On 8 September 2014 President Hadi relieved General Fadhel Bin Yahiya al-Qusi of his command of the SSF, and appointed General Mohammed Mansour al-Ghadra in his place.

==Structure==
Although nominally part of the Interior Ministry, the CSO under Yahya was largely autonomous, and is composed of two main parts; the Central Security Forces (CSF) and the Counter-Terrorism Unit (CTU).

The CSF are paramilitary police that secure official buildings and infrastructure, as well as managing the dense network of security checkpoints on Yemen's highways. The CSF is also beginning to undertake covert countersurveillance at likely terrorist targets.

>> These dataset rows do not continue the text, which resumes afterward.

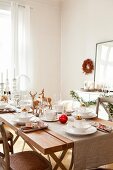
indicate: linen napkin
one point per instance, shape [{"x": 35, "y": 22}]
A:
[
  {"x": 33, "y": 126},
  {"x": 102, "y": 127}
]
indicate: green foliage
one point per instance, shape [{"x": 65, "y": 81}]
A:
[{"x": 75, "y": 96}]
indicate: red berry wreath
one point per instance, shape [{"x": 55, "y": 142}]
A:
[{"x": 87, "y": 66}]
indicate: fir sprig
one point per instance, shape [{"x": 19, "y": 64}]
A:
[{"x": 75, "y": 96}]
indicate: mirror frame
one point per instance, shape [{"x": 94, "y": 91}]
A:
[{"x": 96, "y": 57}]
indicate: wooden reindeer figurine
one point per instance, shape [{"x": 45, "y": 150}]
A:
[{"x": 35, "y": 103}]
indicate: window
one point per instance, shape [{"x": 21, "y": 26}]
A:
[{"x": 5, "y": 43}]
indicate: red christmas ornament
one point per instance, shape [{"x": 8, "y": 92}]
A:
[{"x": 63, "y": 118}]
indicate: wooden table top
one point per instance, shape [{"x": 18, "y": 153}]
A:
[{"x": 46, "y": 141}]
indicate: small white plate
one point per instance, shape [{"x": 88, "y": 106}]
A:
[
  {"x": 75, "y": 131},
  {"x": 46, "y": 120}
]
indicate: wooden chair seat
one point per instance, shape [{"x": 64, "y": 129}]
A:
[
  {"x": 9, "y": 136},
  {"x": 29, "y": 160}
]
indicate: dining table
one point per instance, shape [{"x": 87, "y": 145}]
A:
[{"x": 88, "y": 151}]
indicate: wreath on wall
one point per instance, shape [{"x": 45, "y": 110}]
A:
[{"x": 87, "y": 66}]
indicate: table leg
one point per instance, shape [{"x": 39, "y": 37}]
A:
[{"x": 59, "y": 160}]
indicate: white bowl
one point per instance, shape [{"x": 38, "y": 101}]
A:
[{"x": 81, "y": 125}]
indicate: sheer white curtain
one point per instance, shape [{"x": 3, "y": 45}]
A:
[{"x": 20, "y": 40}]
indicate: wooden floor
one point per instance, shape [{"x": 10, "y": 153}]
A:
[{"x": 19, "y": 145}]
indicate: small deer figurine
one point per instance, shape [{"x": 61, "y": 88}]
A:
[{"x": 35, "y": 103}]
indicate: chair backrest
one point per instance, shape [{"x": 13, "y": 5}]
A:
[
  {"x": 5, "y": 157},
  {"x": 104, "y": 101}
]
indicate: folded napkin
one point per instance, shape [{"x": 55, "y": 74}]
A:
[
  {"x": 102, "y": 127},
  {"x": 33, "y": 126}
]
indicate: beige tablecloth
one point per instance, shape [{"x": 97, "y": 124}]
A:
[{"x": 90, "y": 151}]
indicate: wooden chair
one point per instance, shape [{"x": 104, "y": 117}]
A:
[
  {"x": 27, "y": 160},
  {"x": 9, "y": 136},
  {"x": 103, "y": 101}
]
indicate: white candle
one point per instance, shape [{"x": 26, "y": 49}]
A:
[
  {"x": 7, "y": 74},
  {"x": 14, "y": 72},
  {"x": 1, "y": 77}
]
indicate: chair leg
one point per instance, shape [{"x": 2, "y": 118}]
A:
[{"x": 11, "y": 146}]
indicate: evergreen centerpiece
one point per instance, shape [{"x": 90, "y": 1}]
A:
[{"x": 75, "y": 96}]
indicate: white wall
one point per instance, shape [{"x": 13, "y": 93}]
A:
[
  {"x": 45, "y": 40},
  {"x": 84, "y": 23},
  {"x": 44, "y": 69}
]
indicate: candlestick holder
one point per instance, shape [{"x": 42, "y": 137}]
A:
[
  {"x": 14, "y": 85},
  {"x": 1, "y": 89},
  {"x": 7, "y": 86}
]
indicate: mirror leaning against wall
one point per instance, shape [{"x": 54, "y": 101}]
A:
[{"x": 104, "y": 65}]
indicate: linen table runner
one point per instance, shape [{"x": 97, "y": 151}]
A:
[{"x": 90, "y": 151}]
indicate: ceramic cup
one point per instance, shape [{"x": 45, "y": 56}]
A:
[{"x": 50, "y": 115}]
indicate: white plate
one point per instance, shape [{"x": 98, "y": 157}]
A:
[
  {"x": 46, "y": 120},
  {"x": 88, "y": 115},
  {"x": 75, "y": 131}
]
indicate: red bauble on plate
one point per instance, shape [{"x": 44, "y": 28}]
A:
[{"x": 63, "y": 118}]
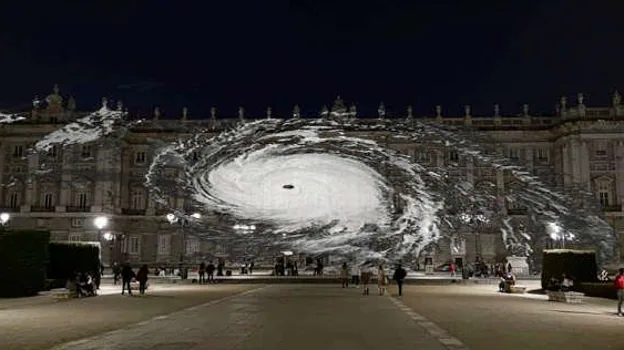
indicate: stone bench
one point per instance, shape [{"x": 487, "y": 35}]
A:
[
  {"x": 565, "y": 297},
  {"x": 62, "y": 294},
  {"x": 515, "y": 289},
  {"x": 134, "y": 285}
]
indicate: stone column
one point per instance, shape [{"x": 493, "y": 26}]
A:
[
  {"x": 66, "y": 179},
  {"x": 2, "y": 169},
  {"x": 104, "y": 189},
  {"x": 470, "y": 170},
  {"x": 567, "y": 169},
  {"x": 31, "y": 185},
  {"x": 584, "y": 164},
  {"x": 619, "y": 175},
  {"x": 528, "y": 156},
  {"x": 575, "y": 153}
]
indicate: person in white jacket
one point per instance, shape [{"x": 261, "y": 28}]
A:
[
  {"x": 365, "y": 276},
  {"x": 355, "y": 275},
  {"x": 382, "y": 281}
]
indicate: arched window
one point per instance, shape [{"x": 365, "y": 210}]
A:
[
  {"x": 604, "y": 192},
  {"x": 137, "y": 198},
  {"x": 14, "y": 199}
]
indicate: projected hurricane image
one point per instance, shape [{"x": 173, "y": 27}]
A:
[
  {"x": 318, "y": 185},
  {"x": 387, "y": 189}
]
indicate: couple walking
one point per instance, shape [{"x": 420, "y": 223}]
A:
[{"x": 382, "y": 279}]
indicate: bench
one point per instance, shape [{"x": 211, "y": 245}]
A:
[
  {"x": 565, "y": 297},
  {"x": 62, "y": 294},
  {"x": 515, "y": 289},
  {"x": 134, "y": 285}
]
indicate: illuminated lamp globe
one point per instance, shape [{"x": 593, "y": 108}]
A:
[{"x": 100, "y": 222}]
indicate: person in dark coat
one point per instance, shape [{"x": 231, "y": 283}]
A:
[
  {"x": 126, "y": 277},
  {"x": 202, "y": 273},
  {"x": 399, "y": 277},
  {"x": 142, "y": 278}
]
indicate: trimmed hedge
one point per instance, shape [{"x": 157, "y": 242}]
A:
[
  {"x": 23, "y": 256},
  {"x": 66, "y": 259},
  {"x": 597, "y": 289},
  {"x": 578, "y": 264}
]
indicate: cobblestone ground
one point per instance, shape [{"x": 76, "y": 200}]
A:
[
  {"x": 40, "y": 323},
  {"x": 278, "y": 317},
  {"x": 484, "y": 319}
]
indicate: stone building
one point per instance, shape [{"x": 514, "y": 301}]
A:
[{"x": 578, "y": 145}]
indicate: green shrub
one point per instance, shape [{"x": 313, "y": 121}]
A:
[
  {"x": 598, "y": 289},
  {"x": 578, "y": 264},
  {"x": 66, "y": 259},
  {"x": 23, "y": 256}
]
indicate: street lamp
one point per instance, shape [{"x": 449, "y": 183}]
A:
[
  {"x": 183, "y": 222},
  {"x": 557, "y": 233},
  {"x": 100, "y": 223},
  {"x": 476, "y": 221},
  {"x": 4, "y": 218}
]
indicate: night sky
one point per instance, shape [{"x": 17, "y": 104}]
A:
[{"x": 278, "y": 53}]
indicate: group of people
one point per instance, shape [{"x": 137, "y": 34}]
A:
[
  {"x": 206, "y": 271},
  {"x": 127, "y": 275},
  {"x": 363, "y": 274}
]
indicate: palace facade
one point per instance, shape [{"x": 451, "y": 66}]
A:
[{"x": 578, "y": 145}]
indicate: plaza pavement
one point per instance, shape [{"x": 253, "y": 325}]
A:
[
  {"x": 298, "y": 316},
  {"x": 482, "y": 318},
  {"x": 40, "y": 322}
]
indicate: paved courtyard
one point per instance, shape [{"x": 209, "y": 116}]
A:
[{"x": 298, "y": 316}]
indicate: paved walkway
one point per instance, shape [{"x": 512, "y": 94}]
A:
[{"x": 278, "y": 317}]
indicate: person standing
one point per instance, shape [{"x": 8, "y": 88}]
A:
[
  {"x": 344, "y": 275},
  {"x": 365, "y": 275},
  {"x": 202, "y": 273},
  {"x": 355, "y": 275},
  {"x": 382, "y": 281},
  {"x": 126, "y": 277},
  {"x": 142, "y": 279},
  {"x": 619, "y": 286},
  {"x": 210, "y": 270},
  {"x": 116, "y": 273},
  {"x": 399, "y": 277}
]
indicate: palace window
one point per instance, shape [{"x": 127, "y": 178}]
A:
[
  {"x": 604, "y": 190},
  {"x": 134, "y": 245},
  {"x": 77, "y": 222},
  {"x": 14, "y": 200},
  {"x": 423, "y": 157},
  {"x": 86, "y": 151},
  {"x": 81, "y": 200},
  {"x": 454, "y": 156},
  {"x": 513, "y": 153},
  {"x": 164, "y": 244},
  {"x": 48, "y": 200},
  {"x": 18, "y": 151},
  {"x": 542, "y": 154},
  {"x": 192, "y": 245},
  {"x": 600, "y": 149},
  {"x": 140, "y": 158},
  {"x": 52, "y": 152},
  {"x": 137, "y": 199}
]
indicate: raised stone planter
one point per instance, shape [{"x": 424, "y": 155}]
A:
[
  {"x": 565, "y": 297},
  {"x": 61, "y": 294},
  {"x": 517, "y": 289}
]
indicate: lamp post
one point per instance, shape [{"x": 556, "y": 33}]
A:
[
  {"x": 182, "y": 222},
  {"x": 4, "y": 218},
  {"x": 475, "y": 221},
  {"x": 101, "y": 222},
  {"x": 557, "y": 234}
]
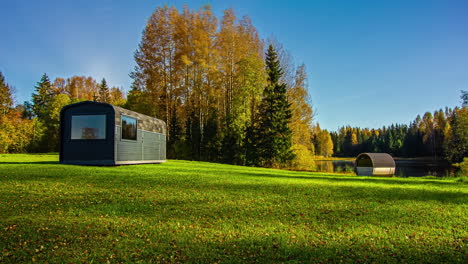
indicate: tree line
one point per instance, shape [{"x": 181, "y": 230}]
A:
[
  {"x": 223, "y": 95},
  {"x": 226, "y": 96},
  {"x": 34, "y": 126},
  {"x": 440, "y": 135},
  {"x": 223, "y": 98}
]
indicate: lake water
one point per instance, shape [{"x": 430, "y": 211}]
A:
[{"x": 404, "y": 168}]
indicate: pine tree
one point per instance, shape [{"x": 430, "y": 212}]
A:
[
  {"x": 6, "y": 100},
  {"x": 104, "y": 94},
  {"x": 272, "y": 135},
  {"x": 42, "y": 98}
]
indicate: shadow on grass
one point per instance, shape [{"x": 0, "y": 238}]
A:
[
  {"x": 391, "y": 180},
  {"x": 29, "y": 162}
]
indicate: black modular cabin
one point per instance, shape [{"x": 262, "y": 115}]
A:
[
  {"x": 94, "y": 133},
  {"x": 375, "y": 164}
]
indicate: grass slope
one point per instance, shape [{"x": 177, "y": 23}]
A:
[{"x": 199, "y": 212}]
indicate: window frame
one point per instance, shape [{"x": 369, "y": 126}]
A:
[
  {"x": 122, "y": 128},
  {"x": 89, "y": 139}
]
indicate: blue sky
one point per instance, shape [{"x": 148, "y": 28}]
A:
[{"x": 370, "y": 63}]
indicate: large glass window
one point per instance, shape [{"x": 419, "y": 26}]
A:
[
  {"x": 88, "y": 127},
  {"x": 129, "y": 128}
]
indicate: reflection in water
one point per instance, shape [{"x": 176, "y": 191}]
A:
[{"x": 404, "y": 168}]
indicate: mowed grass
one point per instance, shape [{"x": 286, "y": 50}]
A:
[{"x": 196, "y": 212}]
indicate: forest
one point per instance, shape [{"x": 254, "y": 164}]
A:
[{"x": 226, "y": 96}]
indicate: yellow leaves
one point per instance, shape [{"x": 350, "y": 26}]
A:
[{"x": 185, "y": 60}]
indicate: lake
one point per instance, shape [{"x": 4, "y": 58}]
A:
[{"x": 404, "y": 167}]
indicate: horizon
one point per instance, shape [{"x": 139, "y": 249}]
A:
[{"x": 408, "y": 59}]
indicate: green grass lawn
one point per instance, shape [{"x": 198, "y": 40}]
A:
[{"x": 200, "y": 212}]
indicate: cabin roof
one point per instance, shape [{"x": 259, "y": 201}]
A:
[
  {"x": 378, "y": 160},
  {"x": 145, "y": 122}
]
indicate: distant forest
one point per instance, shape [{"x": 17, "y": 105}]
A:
[
  {"x": 441, "y": 135},
  {"x": 226, "y": 96}
]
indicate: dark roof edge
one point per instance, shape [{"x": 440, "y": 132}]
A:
[{"x": 379, "y": 159}]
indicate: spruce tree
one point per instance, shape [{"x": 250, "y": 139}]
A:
[
  {"x": 42, "y": 98},
  {"x": 6, "y": 100},
  {"x": 104, "y": 96},
  {"x": 270, "y": 142}
]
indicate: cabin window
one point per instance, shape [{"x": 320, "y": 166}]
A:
[
  {"x": 129, "y": 128},
  {"x": 88, "y": 127}
]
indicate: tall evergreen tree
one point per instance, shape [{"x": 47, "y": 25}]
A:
[
  {"x": 104, "y": 95},
  {"x": 272, "y": 135},
  {"x": 42, "y": 98},
  {"x": 6, "y": 99}
]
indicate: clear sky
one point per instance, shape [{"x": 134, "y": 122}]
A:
[{"x": 370, "y": 63}]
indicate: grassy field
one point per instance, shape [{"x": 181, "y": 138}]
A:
[{"x": 199, "y": 212}]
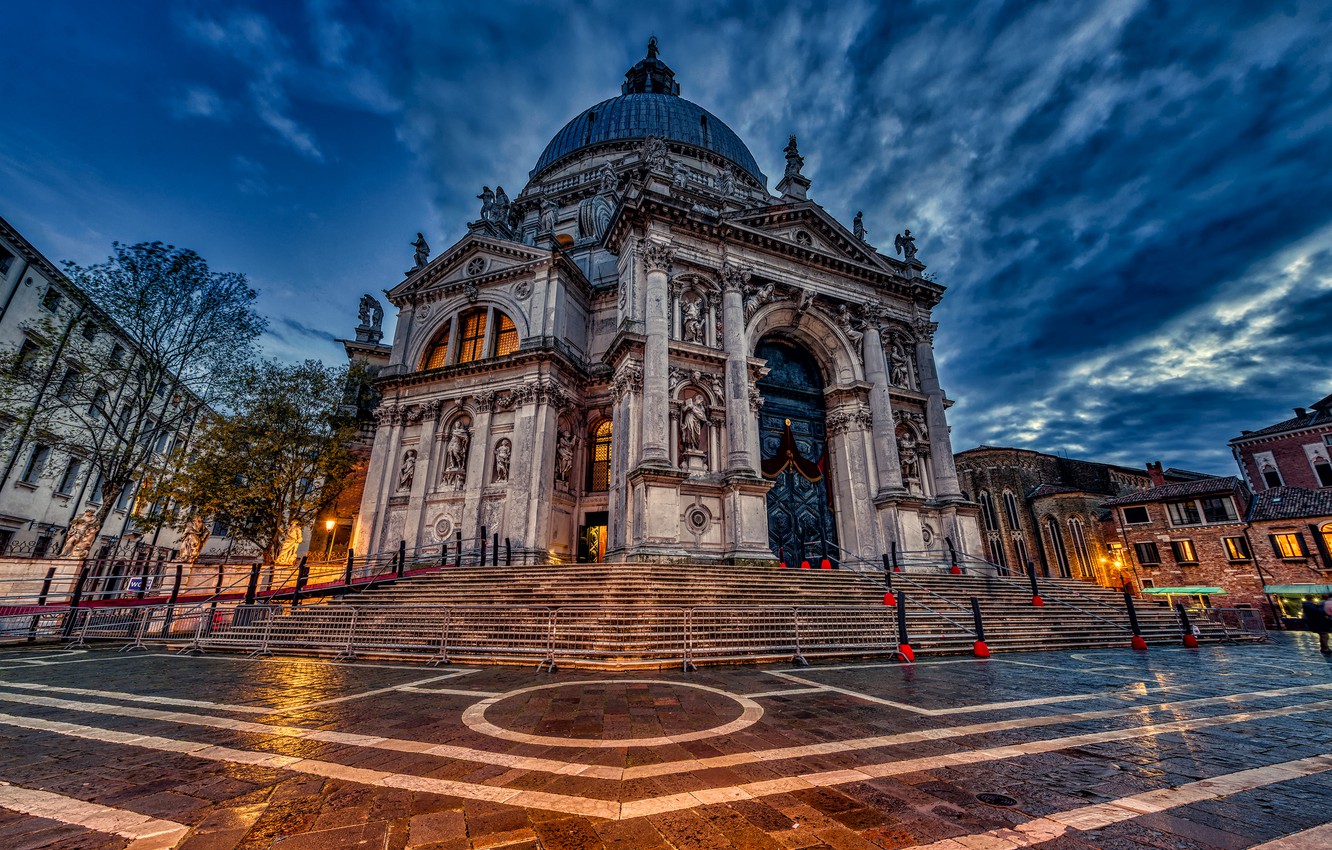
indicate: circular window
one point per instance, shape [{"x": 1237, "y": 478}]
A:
[
  {"x": 698, "y": 518},
  {"x": 442, "y": 528}
]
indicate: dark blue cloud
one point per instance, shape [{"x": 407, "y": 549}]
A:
[{"x": 1128, "y": 200}]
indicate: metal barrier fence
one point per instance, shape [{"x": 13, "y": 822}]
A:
[{"x": 542, "y": 636}]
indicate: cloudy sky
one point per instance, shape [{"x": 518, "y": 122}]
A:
[{"x": 1130, "y": 203}]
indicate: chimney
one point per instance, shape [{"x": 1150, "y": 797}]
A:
[{"x": 1158, "y": 476}]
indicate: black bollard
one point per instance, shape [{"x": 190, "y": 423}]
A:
[
  {"x": 903, "y": 640},
  {"x": 979, "y": 648}
]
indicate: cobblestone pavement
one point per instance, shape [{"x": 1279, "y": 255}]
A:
[{"x": 1170, "y": 749}]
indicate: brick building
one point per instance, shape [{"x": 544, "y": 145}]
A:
[
  {"x": 1292, "y": 453},
  {"x": 1047, "y": 509}
]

In contrast, CTU is a far smaller force, comprising a 150-strong special forces unit that has been successful in undertaking raids throughout the country since 2003.

==Criticisms==
Human Rights Watch has criticised the CSO, claiming that the organisation utilizes child soldiers and subjects Yemenis to arbitrary detention. Human Rights Watch has also alleged that CSF units deployed nearby had failed to prevent a killing spree carried out by pro-Saleh snipers on protesters in Sana'a on 18 March 2011, during the Yemeni revolution.